Quello che l’esito della competizione elettorale ci dirà è anzitutto il grado di efficienza della tecnocrazia strategica, dello Stato profondo a stelle e strisce. Non è un mistero che fra Trump e quelle agenzie – intelligence sopra ogni altra – la temperatura non sia mai stata piacevole. In particolare con la Cia e l’Fbi la lotta è stata all’ultimo sangue. Ma anche all’interno della sua mobile amministrazione il clima non è mai stato tranquillo, considerata la permanente turnazione negli incarichi di base e di punta, compresa la segreteria di Stato e il Consiglio per la Sicurezza nazionale. Alcuni se ne sono andati sbattendo la porta, come l’ex segretario di Stato John Bolton, capo dei «falchi» neoconservatori, che dalla sua breve esperienza ha tratto spunto per un libro di grande successo, ritratto spietato del caos regnante nella Casa Bianca di Donald Trump.
Negli apparati spira quindi un vento di insofferenza verso Trump, considerato a torto o a ragione un problema più che una risorsa per l’impero americano. Un suo ritorno alla Casa Bianca per altri quattro anni significherebbe che le burocrazie non sono in grado di controllare o alterare l’esito di una tornata elettorale presidenziale, ciò che è nelle loro possibilità. Sotto certi aspetti, persino loro dovere. In particolare vale per le agenzie di intelligence, che non sono sottoposte alla legge ma ad essa sovraordinate, in nome della protezione dei superiori interessi dello Stato, ovvero della difesa del primato globale americano.

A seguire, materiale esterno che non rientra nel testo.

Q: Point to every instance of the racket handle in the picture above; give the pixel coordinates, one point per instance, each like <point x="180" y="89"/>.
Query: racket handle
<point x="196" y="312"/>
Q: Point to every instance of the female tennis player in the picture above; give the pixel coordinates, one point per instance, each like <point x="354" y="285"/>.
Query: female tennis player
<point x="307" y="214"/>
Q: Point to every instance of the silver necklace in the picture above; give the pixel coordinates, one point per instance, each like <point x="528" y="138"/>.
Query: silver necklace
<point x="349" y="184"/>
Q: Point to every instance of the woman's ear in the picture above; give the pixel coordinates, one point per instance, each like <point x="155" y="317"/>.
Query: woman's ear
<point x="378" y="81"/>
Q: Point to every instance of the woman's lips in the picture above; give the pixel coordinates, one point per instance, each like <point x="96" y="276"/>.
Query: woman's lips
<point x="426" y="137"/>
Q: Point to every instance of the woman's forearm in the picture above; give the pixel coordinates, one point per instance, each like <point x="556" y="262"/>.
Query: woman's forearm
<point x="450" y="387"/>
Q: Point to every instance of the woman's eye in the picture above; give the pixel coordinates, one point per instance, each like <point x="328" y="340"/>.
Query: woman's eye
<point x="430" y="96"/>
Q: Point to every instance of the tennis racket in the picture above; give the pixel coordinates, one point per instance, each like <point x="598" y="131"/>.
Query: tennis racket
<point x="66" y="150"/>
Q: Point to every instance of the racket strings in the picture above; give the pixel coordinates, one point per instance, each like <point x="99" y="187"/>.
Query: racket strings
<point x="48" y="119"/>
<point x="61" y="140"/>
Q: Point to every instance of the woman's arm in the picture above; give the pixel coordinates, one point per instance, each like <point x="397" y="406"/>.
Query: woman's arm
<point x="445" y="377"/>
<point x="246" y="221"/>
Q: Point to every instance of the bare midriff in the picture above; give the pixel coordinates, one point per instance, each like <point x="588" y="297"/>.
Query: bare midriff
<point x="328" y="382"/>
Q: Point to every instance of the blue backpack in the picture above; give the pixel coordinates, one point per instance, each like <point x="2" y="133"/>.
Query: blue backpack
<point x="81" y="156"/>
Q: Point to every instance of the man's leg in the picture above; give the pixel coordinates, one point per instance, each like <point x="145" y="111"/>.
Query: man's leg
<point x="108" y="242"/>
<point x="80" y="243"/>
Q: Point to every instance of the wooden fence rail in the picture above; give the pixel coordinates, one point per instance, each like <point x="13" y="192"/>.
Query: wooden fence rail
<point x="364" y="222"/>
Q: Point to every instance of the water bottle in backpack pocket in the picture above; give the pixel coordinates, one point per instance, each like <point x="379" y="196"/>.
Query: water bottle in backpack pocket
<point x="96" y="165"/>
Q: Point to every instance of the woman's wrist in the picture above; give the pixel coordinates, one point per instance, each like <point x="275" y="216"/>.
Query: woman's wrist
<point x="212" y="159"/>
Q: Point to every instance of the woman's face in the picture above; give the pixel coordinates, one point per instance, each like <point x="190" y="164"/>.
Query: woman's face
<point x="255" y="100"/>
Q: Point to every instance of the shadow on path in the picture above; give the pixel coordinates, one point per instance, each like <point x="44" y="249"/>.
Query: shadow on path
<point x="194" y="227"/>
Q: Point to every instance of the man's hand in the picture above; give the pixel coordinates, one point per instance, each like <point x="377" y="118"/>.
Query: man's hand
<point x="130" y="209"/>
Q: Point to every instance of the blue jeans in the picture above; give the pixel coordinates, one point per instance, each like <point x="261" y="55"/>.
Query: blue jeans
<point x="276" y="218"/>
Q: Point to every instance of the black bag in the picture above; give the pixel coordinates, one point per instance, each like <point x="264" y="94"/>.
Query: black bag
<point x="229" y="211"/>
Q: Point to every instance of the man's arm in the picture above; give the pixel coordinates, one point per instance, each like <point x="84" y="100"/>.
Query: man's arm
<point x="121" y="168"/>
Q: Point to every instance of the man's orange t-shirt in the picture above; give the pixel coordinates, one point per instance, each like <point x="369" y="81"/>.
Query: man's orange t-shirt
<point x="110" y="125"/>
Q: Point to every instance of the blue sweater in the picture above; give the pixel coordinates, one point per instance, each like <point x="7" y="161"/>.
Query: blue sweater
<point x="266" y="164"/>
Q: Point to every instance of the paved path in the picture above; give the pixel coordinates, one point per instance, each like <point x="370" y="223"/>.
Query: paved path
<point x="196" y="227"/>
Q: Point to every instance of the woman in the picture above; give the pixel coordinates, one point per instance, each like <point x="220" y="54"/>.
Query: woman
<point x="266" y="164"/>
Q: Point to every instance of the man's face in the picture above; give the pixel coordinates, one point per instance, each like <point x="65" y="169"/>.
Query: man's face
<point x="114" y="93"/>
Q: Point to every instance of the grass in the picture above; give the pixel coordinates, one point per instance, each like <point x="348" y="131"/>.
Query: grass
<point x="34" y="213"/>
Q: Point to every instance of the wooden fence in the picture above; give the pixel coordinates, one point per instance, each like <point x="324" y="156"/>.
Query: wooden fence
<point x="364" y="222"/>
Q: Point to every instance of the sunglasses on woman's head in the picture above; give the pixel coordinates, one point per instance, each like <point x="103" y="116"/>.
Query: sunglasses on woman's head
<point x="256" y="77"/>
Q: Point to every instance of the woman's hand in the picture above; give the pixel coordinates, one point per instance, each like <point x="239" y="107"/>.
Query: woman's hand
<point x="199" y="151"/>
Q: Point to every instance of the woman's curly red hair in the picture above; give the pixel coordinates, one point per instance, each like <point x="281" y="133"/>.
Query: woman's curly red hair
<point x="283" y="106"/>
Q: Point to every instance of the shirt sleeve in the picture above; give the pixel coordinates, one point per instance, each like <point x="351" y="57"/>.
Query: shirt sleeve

La vittoria di Trump non sarebbe accolta con speciale gioia nemmeno dal Partito repubblicano. I più autorevoli senatori e deputati del Grand Old Party non nascondono oramai ciò che alcuni di loro hanno sempre pensato di Trump, ovvero che sia un pessimo presidente ma anche un pessimo portabandiera del partito. E nella campagna elettorale che prevede un ampio rinnovo delle Camere diversi candidati repubblicani hanno preso le distanze da The Donald, temendo che schiacciarsi sulla sua retorica sia poco utile ai fini della conservazione dei loro seggi parlamentari.
Tutto questo, insieme alla grave crisi sociale e di identità attraversata dal Paese, spiega perché alla vigilia i sondaggi dicano Biden. Certo, anche nel 2016 le agenzie incaricate di sondare gli umori dell’elettorato certificavano la vittoria di Hillary Clinton, tanto che Trump aveva preparato il discorso di accettazione della sconfitta, non il bollettino della vittoria. Stavolta, se l’esito sarà contrastato, è probabile che il presidente uscente contesti la legittimità del voto e si barrichi, forse non solo metaforicamente, nello Studio Ovale. Sicuramente Trump metterebbe sotto accusa il voto per posta e accuserebbe il rivale di avere manipolato il risultato.
È quindi da prevedere un dopo-voto acrimonioso e forse drammatico. In estrema ipotesi, sarebbe la Corte Suprema, sulla carta orientata per Trump, a dire l’ultima parola.
La vera incognita, in caso di vittoria di Biden, sarà chi in effetti incarnerà il ruolo di portabandiera degli Stati Uniti. A meno di miracolose trasformazioni – la magistratura rivela l’uomo, dicevano i romani – Biden non avrà la statura e l’irradiamento che normalmente sono richiesti a una personalità pubblica di tale visibilità. E soprattutto, occorre chiedersi chi in effetti presiederà alla macchina dell’impero, stante l’estrema incertezza che regna riguardo alla squadra di governo. Prepariamoci in ogni caso a un prolungamento della crisi americana in corso. E ad assorbirne gli effetti anche in casa nostra.